Formation of lignin alkyl-O-alkyl ether structures via 1,6-addition of aliphatic alcohols to β-O-4-aryl ether quinone methides

Abstract

Quinone methides (QMs) are formed as the intermediates during lignin biosynthesis and chemical transformation; the chemical structure of the resulting lignin can then be significantly modified via the corresponding aromatization. Herein, the structure–reactivity relationship of β-O-4-aryl ether QMs (GS-QM, GG-QM and GH-QM, which are 3-monomethoxylated QMs carrying syringyl, guaiacyl and p-hydroxyphenyl β-etherified aromatic rings, respectively) was investigated to clarify the formation of alkyl-O-alkyl ether structures in lignin. The structural features of these QMs were characterized by NMR spectroscopy, and their alcohol-addition experiment was well performed at 25 °C to generate alkyl-O-alkyl/β-O-4 products. The preferential conformation of GS-QM contains a stable directional intramolecular H-bond between γ-OH hydrogen and β-phenoxy oxygen, which makes the β-phenoxy group locate on the same side with γ-OH. In contrast, the β-phenoxy groups in both GG- and GH-QM conformations are distant from the γ-OH; thus, the stable intermolecular H-bond is associated with the γ-OH hydrogen.
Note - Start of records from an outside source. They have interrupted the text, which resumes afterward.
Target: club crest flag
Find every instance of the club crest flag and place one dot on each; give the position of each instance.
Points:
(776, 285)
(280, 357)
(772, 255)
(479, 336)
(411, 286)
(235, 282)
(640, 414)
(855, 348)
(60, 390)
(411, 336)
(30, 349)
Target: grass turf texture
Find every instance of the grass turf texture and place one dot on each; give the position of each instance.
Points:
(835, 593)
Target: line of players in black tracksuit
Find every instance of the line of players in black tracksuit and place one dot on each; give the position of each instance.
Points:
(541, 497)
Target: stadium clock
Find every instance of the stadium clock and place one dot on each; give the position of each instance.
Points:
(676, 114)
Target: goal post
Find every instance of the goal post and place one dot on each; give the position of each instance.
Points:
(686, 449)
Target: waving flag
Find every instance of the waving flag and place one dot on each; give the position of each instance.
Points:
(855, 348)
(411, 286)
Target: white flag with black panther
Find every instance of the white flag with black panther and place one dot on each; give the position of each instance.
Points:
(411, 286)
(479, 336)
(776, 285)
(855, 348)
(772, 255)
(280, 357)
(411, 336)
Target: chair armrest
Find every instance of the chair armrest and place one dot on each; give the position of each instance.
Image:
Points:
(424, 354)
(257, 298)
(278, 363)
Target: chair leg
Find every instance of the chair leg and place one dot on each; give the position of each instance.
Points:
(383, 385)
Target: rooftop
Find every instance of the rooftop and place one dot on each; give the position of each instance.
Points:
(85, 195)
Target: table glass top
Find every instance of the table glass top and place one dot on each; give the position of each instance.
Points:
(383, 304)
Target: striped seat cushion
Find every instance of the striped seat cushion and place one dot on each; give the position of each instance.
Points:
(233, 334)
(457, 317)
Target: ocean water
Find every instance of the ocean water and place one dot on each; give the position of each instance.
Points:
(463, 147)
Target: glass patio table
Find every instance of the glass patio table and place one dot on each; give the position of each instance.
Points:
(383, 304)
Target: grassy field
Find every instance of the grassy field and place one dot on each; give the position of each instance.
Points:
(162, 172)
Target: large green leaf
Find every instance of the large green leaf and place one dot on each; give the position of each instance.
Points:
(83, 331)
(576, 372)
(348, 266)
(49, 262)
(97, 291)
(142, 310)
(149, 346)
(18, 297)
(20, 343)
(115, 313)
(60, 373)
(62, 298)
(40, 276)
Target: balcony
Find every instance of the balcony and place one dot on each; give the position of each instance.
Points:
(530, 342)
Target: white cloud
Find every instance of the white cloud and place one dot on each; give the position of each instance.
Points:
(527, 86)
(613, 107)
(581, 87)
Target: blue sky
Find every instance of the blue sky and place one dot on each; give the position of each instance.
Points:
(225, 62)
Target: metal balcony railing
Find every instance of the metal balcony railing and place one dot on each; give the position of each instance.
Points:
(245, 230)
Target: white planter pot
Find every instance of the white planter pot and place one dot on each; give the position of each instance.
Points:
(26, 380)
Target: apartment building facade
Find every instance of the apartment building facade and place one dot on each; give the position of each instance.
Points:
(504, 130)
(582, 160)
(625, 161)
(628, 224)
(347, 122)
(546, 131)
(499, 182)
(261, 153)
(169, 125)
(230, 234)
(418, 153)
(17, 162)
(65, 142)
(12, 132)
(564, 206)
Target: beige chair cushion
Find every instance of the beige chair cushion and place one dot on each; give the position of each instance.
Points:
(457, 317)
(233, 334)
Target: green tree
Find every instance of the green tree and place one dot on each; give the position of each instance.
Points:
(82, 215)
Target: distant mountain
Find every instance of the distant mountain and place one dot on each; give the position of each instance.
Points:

Based on UV spectroscopy, the addition of methanol and ethanol occurs in QMs with a half-life of 1.7–2.1 and 12.8–19.3 minutes, respectively. With the same nucleophile, these QMs react faster in the order GH-QM > GG-QM > GS-QM. However, the reaction rate appears to be more influenced by the type of nucleophile than by the β-etherified aromatic ring. Furthermore, the NMR spectra of products indicate that the steric bulkiness of both the β-etherified aromatic ring and nucleophile contributes to the erythro-preferential formation of adducts from QMs. Moreover, the effect is more pronounced for the β-etherified aromatic ring of QMs than the nucleophiles. The structure–reactivity relationship study demonstrates that the competition effect between H-bonds and steric hindrance determines the approaching direction and the accessibility of nucleophiles to planar QMs, resulting in stereo-differentiating formation of adducts. This model experiment may provide implications for the biosynthetic route and structural information of the alkyl-O-alkyl ether structure in lignin. Its results can also be further utilized to design innovative extraction methods of organosolv lignins for subsequent selective depolymerization or material preparation.